Internationale Zusammenarbeit stärken
„Der Gletscherschwund ist ein unübersehbares Warnsignal. Die Politik muss jetzt handeln: durch internationale Zusammenarbeit, ambitionierte Emissionsziele und eine konsequente Schutzstrategie für Alpine Ökosysteme. Als wirksames Instrument würde sich die grenzüberschreitende Ausarbeitung einer Alpinen Raumordnung anbieten, um die unterschiedlichen Nutzungsinteressen und Schutzaspekte in hochalpinen Lagen zu koordinieren und abzusichern“, sagt Stephan Tischler, Vorsitzender von CIPRA Österreich.
Um die gemeinsamen Forderungen zu unterstützen, unterzeichnete der Umweltdachverband das „European Manifesto for a Governance of Glaciers and Connected Ressources“, das auf der Website der italienischen Umweltschutzorganisation Legambiente veröffentlicht wird.
Lückenloser Gletscherschutz ist Notwendigkeit
Auch die Naturschutzorganisation WWF Österreich fordet einen lückenlosen Gletscherschutz im Land. „Aufgrund der extremen Klimaveränderung könnte es bei uns schon in wenigen Jahrzehnten kaum noch Gletscher geben.
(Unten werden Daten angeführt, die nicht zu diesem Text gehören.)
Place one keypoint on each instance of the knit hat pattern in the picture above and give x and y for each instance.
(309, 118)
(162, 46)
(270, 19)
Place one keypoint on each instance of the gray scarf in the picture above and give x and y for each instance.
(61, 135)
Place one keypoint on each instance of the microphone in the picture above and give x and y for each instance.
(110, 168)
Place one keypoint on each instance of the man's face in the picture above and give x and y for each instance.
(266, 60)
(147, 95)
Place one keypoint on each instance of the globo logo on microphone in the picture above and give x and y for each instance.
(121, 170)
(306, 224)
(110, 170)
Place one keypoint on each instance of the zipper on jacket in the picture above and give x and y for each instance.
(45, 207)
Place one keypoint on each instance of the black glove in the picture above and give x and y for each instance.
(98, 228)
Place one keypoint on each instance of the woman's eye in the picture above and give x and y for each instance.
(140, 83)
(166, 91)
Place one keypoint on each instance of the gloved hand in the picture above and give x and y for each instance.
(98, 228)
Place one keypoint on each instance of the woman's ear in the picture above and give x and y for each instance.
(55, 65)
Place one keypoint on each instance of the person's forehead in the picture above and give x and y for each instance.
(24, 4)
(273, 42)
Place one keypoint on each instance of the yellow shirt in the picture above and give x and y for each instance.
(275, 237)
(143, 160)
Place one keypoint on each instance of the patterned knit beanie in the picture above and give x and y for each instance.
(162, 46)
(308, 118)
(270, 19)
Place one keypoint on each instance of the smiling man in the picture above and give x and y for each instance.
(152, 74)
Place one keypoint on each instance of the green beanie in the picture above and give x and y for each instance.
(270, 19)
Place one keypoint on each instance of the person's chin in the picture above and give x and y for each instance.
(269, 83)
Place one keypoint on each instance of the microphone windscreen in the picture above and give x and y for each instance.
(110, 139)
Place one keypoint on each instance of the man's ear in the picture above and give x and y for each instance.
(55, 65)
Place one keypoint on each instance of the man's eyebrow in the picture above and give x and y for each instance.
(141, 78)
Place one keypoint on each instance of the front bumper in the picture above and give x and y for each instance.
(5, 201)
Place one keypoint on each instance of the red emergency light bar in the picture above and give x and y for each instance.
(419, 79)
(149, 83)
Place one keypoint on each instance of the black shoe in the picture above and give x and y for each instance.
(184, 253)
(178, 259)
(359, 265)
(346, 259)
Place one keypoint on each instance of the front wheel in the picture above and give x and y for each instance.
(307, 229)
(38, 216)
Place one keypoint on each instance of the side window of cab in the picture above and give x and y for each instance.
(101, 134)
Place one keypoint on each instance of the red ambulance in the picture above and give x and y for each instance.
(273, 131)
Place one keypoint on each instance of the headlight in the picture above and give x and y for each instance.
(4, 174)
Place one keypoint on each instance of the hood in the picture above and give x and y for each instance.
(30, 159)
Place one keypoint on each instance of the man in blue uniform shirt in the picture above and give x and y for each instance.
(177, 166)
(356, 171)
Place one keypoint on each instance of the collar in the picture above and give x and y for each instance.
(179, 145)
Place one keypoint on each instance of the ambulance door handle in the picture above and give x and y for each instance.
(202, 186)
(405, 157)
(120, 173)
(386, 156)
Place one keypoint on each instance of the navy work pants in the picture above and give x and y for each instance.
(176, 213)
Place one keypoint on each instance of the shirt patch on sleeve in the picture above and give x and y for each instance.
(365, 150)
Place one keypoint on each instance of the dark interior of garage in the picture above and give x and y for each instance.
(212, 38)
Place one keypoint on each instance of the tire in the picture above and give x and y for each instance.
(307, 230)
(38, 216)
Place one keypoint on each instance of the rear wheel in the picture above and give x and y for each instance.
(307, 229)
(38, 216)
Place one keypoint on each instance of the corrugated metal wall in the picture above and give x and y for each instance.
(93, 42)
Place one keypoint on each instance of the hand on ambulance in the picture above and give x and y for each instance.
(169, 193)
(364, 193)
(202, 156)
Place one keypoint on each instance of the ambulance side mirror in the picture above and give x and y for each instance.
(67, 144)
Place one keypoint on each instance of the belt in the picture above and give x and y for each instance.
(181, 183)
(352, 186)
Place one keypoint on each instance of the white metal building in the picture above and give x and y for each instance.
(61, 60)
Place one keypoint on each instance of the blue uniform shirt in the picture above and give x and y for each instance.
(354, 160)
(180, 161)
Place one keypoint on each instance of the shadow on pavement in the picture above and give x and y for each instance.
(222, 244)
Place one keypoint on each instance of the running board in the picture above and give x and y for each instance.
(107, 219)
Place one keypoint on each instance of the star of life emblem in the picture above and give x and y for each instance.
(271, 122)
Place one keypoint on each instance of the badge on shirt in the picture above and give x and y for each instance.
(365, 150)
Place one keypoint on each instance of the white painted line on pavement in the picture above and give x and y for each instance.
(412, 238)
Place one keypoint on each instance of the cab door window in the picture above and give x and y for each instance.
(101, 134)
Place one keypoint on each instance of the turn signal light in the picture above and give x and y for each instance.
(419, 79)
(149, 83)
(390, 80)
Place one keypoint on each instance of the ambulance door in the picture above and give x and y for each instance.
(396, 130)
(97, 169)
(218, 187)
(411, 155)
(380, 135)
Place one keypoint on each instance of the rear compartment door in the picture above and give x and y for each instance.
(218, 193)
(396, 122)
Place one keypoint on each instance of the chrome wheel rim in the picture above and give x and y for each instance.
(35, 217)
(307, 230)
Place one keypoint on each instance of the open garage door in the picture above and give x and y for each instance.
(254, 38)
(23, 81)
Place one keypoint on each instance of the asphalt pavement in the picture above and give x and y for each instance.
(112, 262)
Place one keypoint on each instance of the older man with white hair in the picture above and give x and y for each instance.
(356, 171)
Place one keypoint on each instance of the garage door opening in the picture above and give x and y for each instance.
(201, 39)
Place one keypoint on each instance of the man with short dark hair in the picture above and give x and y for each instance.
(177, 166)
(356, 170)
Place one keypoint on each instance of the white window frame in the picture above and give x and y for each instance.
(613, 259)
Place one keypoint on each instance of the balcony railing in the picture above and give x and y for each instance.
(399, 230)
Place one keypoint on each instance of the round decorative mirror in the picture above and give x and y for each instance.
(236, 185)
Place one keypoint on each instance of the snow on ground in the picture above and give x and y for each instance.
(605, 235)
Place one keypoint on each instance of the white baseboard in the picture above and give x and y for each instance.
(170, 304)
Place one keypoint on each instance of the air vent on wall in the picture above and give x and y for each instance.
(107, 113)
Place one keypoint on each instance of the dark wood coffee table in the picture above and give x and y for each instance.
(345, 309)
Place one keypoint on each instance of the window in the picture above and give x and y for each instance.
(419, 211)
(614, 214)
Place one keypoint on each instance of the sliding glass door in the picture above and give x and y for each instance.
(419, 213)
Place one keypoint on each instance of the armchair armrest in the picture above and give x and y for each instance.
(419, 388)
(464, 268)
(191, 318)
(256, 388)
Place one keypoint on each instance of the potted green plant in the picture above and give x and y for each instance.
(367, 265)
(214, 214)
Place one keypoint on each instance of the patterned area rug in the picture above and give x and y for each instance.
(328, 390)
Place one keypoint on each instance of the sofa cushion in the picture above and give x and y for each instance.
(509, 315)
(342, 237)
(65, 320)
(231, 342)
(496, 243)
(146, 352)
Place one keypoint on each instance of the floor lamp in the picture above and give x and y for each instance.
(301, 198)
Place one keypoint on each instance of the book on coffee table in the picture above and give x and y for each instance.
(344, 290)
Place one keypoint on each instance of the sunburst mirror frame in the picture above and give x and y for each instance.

Daher muss die Politik endlich aufwachen und vorbeugend handeln – vom umfassenden Schutz des Klimas bis zum Stopp neuer Gletscher-Skigebiete„, sagt WWF-Expertin Ann-Kristin Winkler.
Aktuelle Negativbeispiele dafür finden sich im Tiroler Kaunertal und im Pitztal. Dort soll es auf dem bisher noch völlig naturbelassenen Gepatschferner (Kaunertal) zur höchstgelegenen Erschließung Österreichs kommen. Im Pitztal liegt nach dem Aus des Mega-Projekts “Pitztal-Ötztal” die Verbauung der Gletscherflächen um den Linken Fernerkogel auf dem Tisch.
Durch die beiden Projekte sollen die zwei größten Gletscher Tirols zu teuren Dauerbaustellen werden:
Auf den schmelzenden Eisriesen sind ständige Instandhaltungsmaßnahmen nötig, um den Skibetrieb zu sichern. „Die Landesregierung sollte solchen Plänen von vornherein einen Riegel vorschieben und den absoluten Gletscherschutz wiederherstellen“, fordert Winkler.
Schutz statt Verbauung ein Muss
Anstatt die Gletscher noch stärker zu verbauen sollten diese einzigartigen Naturräume in das umliegende Ruhegebiet “Ötztaler Alpen” eingegliedert werden, empfiehlt der WWF. “Alpine Freiräume werden immer mehr zu Zufluchtsorten für seltene Tiere und Pflanzen. Wenn es in niedrigeren Höhenlagen aufgrund der Klimakrise zu heiß wird, braucht die Natur Platz und Zeit, um in höhere Gebiete auszuweichen und sich anzupassen. Deshalb ist die langfristige Erhaltung dieses unerschlossenen Naturraumes unverzichtbar”, sagt Ann-Kristin Winkler vom WWF. Zudem sind die Eisriesen für die Forschung von enormer Bedeutung – unter anderem, um den Verlauf der Klimakrise zu untersuchen. Auch deswegen haben die Vereinten Nationen 2025 zum Jahr des Gletscherschutzes ernannt.
„Ohne Trendwende und ohne ein grundlegendes Umdenken seitens der Politik und der Seilbahn-Wirtschaft wird sich die Situation weiter verschärfen“, warnt Ann-Kristin Winkler vor einer ungebremsten weiteren Ausbeutung.